Elephants Without Borders donated the collar, which acts as a deterrent as well as a research tool monitoring a targeted elephant’s whereabouts and behaviour.
Owner of the luxury tented Musango Safari Camp, Steve Edwards, professional guide in the country ‘for as long as he can remember’, spotted the bull and showed it to Larry Norton, Zimbabwean artist, conservationist and Wild Horizons Wildlife trustee. Steve and his wife Wendy therefore hosted the two vets. All eight of the tourists in camp (from nine to 69 years old) wanted to help and so we were assigned various tasks such as data collection and carrying paraphernalia. It meant for us and the Bass family out from England real life action with an edge - helping wildlife in trouble.
Five minutes after the tranquiliser had penetrated the elephant’s tough hide the five-tonner crumpled elegantly to the ground. Its friend disappeared into the scrub as only elephants know how, so the team, having been briefed by Roger earlier, went into action. Someone monitored his up-side ear to check his pulse rate, Roger grappled with folds and flaps of neck and ear to clamp the eight kilogramme collar (containing a GPS unit that gets downloaded daily from a satellite and a VHF radio transmitter) while others cooled the body with water, measured the tusks, took photographs plus pulled, plucked and prodded collecting data, watched over by Timothy Mandi, senior wildlife officer and his team of armed guides from the National Parks Authority Matusadona, just in case the elephant’s friend returned.
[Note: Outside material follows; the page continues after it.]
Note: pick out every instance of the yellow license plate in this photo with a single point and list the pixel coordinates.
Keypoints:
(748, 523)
After Jessica had extricated the final blood sample and Steve had tried to obtain a faecal one (with only moderate success), an antidote was injected. Within two minutes the elephant was up on his feet, a little bewildered but quite cool about it, possibly wondering if he had been hit by a bus, then casually sauntered off in search of something more edible than what was flattened all around him.
Steve had another issue - wire snares. Poachers continue to set these within the national park. Over the last very difficult years Steve changed from punishing offenders from the nearby village of Msampa, who were simply trying to survive, to educating and working with them. Musango established a borehole, a church, explained self-sufficiency methods and now wants to introduce solar power and an electric fence. But it takes time to break old habits.
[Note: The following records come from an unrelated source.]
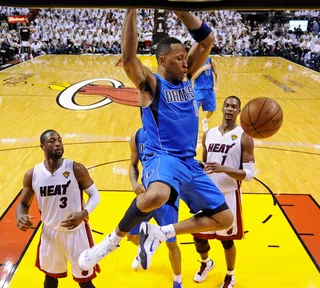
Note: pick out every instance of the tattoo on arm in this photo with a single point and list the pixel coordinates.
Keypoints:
(134, 175)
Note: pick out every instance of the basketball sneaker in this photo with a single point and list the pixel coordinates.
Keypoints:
(205, 125)
(229, 281)
(136, 264)
(90, 257)
(202, 273)
(177, 284)
(151, 237)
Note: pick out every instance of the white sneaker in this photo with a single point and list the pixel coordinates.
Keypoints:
(90, 257)
(136, 264)
(229, 281)
(150, 239)
(205, 125)
(202, 273)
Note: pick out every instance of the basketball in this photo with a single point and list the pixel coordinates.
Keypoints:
(261, 117)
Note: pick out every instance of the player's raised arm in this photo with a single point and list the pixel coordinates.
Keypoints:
(140, 75)
(204, 37)
(133, 170)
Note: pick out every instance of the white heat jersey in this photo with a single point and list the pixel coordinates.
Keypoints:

One snare was embedded in the mouth and head of a unhealthily thin baby elephant. Both baby and mother had to be tranquilised, and using a wire cutter Roger released the snare and administered first aid and antibiotics into the fleshy and blackened wound.
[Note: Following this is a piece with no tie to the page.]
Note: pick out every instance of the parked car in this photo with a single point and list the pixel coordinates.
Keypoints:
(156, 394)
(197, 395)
He tried to dart two more snare laden animals but alas these were too skittish and the sunset was nearly done. An impala still wears one just above its hoof where its built-in tracking device scent gland sits; without this the impala is unable to lay a scent down to find his way back to his herd. A buffalo still carries one which will eventually tighten too much around his upper body, unless help comes his way again. Steve removes as many as he can, but it’s a dangerous and costly task. Musango’s anti-poaching efforts are well supported by the national parks department, which does have its own anti-poaching patrols but is strapped for cash.
Tourism providers in Zimbabwe are welcoming visitors to their country with open arms and optimism, putting the problems of the last decade behind them. Tour operators The Zambezi Safari and Travel Company, which had a presence here throughout the difficult years, knew exactly where to take us when we asked for a safari with a touch of the unexpected.
As Cessna pilot Richie Tshuma veered away from Musango Safari Camp we looked beneath us as the bush and all its inhabitants got smaller and smaller, and felt very privileged to have contributed in a very tiny way to struggling wildlife, Zimbabwe’s greatest asset.